The post-war decades had been less than kind, the developing national infrastructure seeming to have deliberately and somewhat spitefully circumvented the town. A much-needed industrial injection never arrived. The nearest motorway passed more than forty miles away. The town's railway station had been closed in the late-60s. For all the technological advancements of the late-twentieth and early-twenty-first centuries, Ravensby had become more isolated than ever.

It was a seclusion inevitably reflected in the town's population figures. The previous four censuses had all recorded steady drops, the most recent dipping below twenty thousand for the first time in eighty years. With production having increasingly been outsourced to the Far East, all that remained of the once proud Maddoc's Agricultural Machinery was a skeleton-staffed administrative centre. The town's largest employer was now Findlay Fine Foods, a processing plant producing frozen vegetables and pre-packed salads for supermarket chains. A working life spent chopping up cauliflowers or shredding lettuces a far from enticing prospect for any school leaver blessed with ambition, the downward population trend seemed set only to continue.

With successive councils having failed to get a much mooted bypass project beyond the planning stage, the High Street remained treacherously unpedestrianised. Glancing idly from their windows, passing motorists would note a handful of the nation's most ubiquitous chain stores, the usual smattering of pubs and disco bars, two Indians, a Chinese and an Italian. This plus a growing number of boarded-up shopfronts where family butcher's and baker's had once been, their former customers now drawn one or other of the two edge-of-town supermarkets. If the lights were kind, a motorist could hope to pass through in less than five minutes. Blink, and they'd miss it.
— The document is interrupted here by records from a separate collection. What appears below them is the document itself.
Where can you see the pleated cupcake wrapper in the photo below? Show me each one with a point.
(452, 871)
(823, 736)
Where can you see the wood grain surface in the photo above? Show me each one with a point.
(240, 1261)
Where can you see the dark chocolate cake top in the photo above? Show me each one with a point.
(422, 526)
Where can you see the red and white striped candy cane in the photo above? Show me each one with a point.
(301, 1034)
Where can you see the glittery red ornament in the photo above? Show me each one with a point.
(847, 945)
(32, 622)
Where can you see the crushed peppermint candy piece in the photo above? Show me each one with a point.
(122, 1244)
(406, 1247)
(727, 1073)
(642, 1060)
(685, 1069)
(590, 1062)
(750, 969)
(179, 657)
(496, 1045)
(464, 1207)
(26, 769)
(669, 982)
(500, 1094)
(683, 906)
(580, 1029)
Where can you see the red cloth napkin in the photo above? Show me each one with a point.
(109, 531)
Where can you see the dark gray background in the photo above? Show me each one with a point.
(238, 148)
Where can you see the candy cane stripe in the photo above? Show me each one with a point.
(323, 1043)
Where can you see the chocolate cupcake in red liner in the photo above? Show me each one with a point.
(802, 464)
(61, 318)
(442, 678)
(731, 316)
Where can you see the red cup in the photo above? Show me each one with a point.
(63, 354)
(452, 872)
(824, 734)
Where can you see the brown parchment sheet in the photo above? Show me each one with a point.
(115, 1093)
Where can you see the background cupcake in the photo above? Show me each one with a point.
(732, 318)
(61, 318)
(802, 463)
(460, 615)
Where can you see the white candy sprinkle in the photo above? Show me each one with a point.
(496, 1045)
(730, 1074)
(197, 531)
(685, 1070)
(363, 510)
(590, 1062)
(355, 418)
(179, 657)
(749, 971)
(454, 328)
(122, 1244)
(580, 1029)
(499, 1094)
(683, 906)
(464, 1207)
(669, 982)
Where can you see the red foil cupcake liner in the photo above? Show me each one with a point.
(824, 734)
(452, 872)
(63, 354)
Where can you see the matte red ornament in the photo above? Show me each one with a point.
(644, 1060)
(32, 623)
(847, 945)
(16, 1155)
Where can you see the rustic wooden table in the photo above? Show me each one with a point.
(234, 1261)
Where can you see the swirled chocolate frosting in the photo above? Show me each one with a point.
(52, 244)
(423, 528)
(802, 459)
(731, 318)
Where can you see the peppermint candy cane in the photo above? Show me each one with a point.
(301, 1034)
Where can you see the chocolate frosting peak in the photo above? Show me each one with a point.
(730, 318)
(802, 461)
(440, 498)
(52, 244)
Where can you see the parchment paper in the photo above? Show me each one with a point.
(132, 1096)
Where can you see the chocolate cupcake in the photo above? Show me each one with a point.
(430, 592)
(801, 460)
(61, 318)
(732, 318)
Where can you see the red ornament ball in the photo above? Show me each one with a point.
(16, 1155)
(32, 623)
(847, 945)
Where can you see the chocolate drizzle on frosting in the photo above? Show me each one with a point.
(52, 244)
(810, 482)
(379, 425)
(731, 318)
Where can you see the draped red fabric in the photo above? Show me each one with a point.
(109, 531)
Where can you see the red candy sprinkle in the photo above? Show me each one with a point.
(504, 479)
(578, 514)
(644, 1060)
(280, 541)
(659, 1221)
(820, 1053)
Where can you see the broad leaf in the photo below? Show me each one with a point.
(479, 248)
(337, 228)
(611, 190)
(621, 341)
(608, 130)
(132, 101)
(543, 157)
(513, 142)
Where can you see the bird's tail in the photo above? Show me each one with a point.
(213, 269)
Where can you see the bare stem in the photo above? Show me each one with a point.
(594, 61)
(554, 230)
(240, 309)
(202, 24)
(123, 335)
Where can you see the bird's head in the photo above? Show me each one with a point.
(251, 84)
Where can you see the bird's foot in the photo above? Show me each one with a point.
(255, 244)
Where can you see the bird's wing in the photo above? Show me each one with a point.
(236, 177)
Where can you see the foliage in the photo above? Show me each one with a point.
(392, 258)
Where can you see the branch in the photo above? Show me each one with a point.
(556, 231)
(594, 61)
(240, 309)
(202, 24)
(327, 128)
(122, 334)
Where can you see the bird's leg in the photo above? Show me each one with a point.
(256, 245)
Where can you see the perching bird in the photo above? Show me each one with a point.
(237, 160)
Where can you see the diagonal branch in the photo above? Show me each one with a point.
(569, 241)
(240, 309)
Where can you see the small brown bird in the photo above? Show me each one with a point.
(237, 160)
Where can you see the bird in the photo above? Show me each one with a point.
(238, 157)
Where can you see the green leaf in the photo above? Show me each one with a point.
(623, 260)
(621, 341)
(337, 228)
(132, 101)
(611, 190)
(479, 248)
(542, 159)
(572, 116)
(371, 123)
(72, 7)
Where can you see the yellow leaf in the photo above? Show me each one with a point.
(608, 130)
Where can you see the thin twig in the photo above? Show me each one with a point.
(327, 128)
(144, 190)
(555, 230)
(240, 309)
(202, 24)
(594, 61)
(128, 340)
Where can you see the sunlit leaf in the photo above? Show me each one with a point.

Unremarkable, yes - this was the adjective which sprang most readily to people's minds when attempting to describe the town of Ravensby. There were uglier, grimmer places, true, but much prettier, more dynamic ones also. Crime, house price and income levels all hovered on or around national averages. The comprehensive school was placed roughly midway in the school league tables. Even voting habits tended to reflect wider trends, the local constituency ranking amongst the top fifty key marginals.

Excitement was as relative as it was rare, a straw to be desperately clutched at. The beer-tented July fete on Meadows Park was often a well-attended event, for example, though as always with such things the capriciousness of the English summer would often conspire against best organisational efforts. Towards the end of November some low-level soap or reality star would usually be offered enough readies to make the trip over for the turning on of the Christmas lights; the weather again, however, could play a decisive role in the size of the turnout. Other than this, the older folk had to content themselves with their bridge evenings or 50s-themed evenings at the Community Centre; the late-teens and twenty-somethings with the usual pub crawl followed by a boogie at Tiffany's nightclub; their younger brothers and sisters with their bottles of cider and 'teenths of weed behind the burial mounds.